Jewish Holidays & Celebrations
Jewish Year 5778
September 2017-August 2018
All Jewish Holidays begin at sunset the evening before.

Rosh Hashanah: September 21-22, 2017
Yom Kippur: September 30, 2017
Sukkot: October 5-6, 2017
Shemini Atzeret: October 12, 2017
Simchat Torah: October 13, 2017
Hanukkah: Dec 13-20, 2017
Tu B'Shevat: January 31, 2018
Purim: March 1, 2018
Pesach (Passover): March 31 - April 7, 2018
Yom HaShoah (Holocaust Remembrance):
     April 12, 2018
Yom HaAtzmaut (Israel's Independence):
    April 19, 2018
Lag B'Omer: May 3, 2018
Shavuot: May 20-21, 2018
Tisha B'Av: July 22, 2018
Throughout the year, the Jewish Holidays are rich in meaning and provide us with precious opportunities to pause and take time to refresh during our busy lives.

Rosh Hashanah, the Jewish New Year, begins the ten-days of repentence, known as the High Holidays. Rosh Hashanah is also known as the "birthday of the world", the "day of remembrance" and is characterized by the blowing of the shofar. Rosh Hashanah celebrates the ability of people to change and grow, as it is a time for deep thought, self-examination, and prayer.

Yom Kippur, the Day of Atonement, is the holiday in which the Jewish people ask for forgiveness and forgive others. Yom Kippur, the most solemn and holy day of the Jewish year, is the last day of the ten days of awe and marks the end of the ten-day period of the High Holidays.
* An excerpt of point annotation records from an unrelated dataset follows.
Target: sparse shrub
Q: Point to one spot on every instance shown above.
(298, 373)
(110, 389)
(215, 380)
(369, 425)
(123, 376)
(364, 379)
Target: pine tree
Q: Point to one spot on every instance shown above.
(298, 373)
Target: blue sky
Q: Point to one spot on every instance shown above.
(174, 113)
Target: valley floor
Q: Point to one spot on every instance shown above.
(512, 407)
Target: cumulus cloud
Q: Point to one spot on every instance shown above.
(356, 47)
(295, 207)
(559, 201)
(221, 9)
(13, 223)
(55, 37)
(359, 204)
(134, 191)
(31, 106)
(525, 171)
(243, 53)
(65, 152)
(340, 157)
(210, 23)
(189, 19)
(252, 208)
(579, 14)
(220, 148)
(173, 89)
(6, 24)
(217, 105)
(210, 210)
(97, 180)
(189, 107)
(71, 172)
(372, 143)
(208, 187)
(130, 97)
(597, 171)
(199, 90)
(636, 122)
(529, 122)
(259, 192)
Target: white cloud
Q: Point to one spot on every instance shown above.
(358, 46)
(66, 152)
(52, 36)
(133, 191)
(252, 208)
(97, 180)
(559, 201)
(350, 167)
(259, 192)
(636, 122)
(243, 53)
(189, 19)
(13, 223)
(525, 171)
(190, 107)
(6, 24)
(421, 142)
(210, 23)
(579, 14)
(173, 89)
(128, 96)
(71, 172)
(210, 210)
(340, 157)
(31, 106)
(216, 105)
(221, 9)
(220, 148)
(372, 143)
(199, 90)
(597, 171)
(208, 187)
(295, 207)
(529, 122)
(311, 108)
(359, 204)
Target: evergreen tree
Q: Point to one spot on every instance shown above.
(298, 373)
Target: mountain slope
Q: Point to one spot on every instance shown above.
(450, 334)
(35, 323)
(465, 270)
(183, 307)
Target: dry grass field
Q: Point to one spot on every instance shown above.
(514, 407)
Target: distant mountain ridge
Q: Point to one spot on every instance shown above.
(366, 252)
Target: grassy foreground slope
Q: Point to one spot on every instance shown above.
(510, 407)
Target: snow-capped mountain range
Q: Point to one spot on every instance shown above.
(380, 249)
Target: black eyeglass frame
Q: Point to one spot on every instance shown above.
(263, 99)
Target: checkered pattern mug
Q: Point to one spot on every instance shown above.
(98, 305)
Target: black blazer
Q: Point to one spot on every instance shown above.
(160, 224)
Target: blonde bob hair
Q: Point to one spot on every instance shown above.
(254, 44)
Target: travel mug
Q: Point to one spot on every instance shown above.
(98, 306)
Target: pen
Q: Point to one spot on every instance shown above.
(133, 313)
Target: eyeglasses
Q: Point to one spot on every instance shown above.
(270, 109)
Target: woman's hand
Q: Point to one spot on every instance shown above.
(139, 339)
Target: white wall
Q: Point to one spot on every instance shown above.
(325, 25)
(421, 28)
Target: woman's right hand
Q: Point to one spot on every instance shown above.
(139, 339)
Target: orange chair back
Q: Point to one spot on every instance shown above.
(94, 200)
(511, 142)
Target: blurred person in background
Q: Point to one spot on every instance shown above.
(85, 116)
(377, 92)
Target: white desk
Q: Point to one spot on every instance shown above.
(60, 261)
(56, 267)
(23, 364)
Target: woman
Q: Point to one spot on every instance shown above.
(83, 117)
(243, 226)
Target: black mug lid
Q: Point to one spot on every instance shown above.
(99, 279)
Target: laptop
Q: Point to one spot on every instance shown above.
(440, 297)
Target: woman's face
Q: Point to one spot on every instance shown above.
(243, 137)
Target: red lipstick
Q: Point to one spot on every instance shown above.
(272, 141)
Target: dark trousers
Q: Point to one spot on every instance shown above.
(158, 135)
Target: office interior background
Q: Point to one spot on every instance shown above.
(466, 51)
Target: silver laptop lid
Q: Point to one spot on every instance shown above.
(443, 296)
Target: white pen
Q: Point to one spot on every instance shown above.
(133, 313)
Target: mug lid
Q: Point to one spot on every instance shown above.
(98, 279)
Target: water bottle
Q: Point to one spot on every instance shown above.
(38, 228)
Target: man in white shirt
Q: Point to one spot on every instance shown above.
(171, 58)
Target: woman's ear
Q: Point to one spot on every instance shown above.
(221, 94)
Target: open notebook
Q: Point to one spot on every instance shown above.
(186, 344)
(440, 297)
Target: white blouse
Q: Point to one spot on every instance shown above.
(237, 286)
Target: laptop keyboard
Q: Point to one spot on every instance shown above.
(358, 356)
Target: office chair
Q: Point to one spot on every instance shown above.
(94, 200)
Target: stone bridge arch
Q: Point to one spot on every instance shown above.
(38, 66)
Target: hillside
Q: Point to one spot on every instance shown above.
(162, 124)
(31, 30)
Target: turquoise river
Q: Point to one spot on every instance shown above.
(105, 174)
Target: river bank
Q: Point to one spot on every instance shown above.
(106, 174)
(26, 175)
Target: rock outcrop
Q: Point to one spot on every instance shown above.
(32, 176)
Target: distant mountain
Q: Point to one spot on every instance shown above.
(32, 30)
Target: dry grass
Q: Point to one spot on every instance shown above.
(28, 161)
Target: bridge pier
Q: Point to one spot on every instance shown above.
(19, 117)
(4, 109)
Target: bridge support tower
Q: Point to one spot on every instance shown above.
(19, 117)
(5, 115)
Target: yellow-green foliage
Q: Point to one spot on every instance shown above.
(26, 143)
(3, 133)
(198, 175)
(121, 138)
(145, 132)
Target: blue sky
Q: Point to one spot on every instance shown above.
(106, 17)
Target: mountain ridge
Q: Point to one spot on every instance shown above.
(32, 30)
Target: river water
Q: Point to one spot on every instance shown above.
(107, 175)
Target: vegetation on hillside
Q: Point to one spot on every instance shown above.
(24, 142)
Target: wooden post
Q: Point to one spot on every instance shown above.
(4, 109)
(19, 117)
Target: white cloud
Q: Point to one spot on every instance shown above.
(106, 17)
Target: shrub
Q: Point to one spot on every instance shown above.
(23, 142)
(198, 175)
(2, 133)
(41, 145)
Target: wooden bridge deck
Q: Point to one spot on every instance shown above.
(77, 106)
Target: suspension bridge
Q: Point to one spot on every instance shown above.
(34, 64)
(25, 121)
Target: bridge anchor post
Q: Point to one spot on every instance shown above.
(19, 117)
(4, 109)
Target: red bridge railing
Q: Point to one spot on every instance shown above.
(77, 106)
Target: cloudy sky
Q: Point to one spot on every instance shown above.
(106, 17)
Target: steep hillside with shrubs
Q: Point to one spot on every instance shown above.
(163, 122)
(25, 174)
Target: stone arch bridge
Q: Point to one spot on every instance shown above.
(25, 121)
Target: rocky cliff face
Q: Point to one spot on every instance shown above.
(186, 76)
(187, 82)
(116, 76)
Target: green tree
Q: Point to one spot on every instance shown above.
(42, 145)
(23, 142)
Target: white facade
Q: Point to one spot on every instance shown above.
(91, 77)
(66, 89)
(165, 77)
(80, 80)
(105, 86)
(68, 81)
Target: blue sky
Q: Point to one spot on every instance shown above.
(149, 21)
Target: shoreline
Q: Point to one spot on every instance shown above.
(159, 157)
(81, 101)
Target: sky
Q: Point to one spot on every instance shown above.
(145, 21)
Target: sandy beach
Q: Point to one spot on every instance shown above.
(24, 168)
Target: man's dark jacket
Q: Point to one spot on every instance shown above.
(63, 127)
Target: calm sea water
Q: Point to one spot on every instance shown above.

Sukkot is a fall harvest festival and commemorates the time the Jewish people lived in temporary huts (sukkot) during their wandering and during their time of harvest in the fields. Sukkot is a time of feasting and of giving thanks for the harvest.

Simchat Torah, meaning "rejoicing with the Torah", is a festive holiday. On Simchat Torah the last portion of the Torah in the book of Deuteronomy and the first verses of the book of Genesis are read in the same Temple service, signifying that the Torah has no beginning and no end.

Hanukkah, a joyous holiday celebrated for eight days, celebrates the rededication of the Temple after the victory over the Greeks. It is also called the "Festival of Lights" in remembrance of the miraculous oil that burned in the Temple menorah for eight days at the time of the rededication.

Tu B'Shevat celebrates the "Birthday of the Trees." It is customary to plant trees on Tu B’Shevat.
 
Purim is one of the happiest of Jewish holidays. It derives from the biblical story of Esther and celebrates the Jewish people's success over people who tried to destroy them. It is customary to send mishloach manot (gifts ) and read the Megillah.

Passover
celebrates the most important event in Jewish history, which is the Jewish people's exodus from slavery in Egypt, their eventual freedom and their arrival in the promised land in Canaan. Passover, or Pesach, is named after G-d's 'passing over' of the Israelite houses during the tenth plague and is celebrated for eight days with a special seder and eating matzah.

Yom Ha-atzmaut, Israel's Independence Day commemorates its establishment once again as the homeland of the Jewish people.

Lag Ba Omer, a minor holiday is celebrated on the 33rd day of the 50 days of the counting of the "omer", or the measure of ripened barley. It is celebrated with outings, bonfires and events.

Shavuot celebrates the day the Jews were given the Torah on Mount Sinai. It is also a celebration of the time of harvest and the offering of the first fruits of the new harvest. On Shavuot the Jewish people decorate the synagogue with greens and flowers, wear white clothing, and eat dairy dishes.

Tish'a B'Av is in memory of the destruction of the temple in Jerusalem.

Shabbat is celebrated every Friday night to Saturday night and commemorates the creation of the world, as the world was created in six days and the seventh day was the day of rest. It is a time for people to come together each week to be with family and friends, to rest, to think, to share, and sing. It begins with blessings while lighting candles, drinking wine, and eating challah.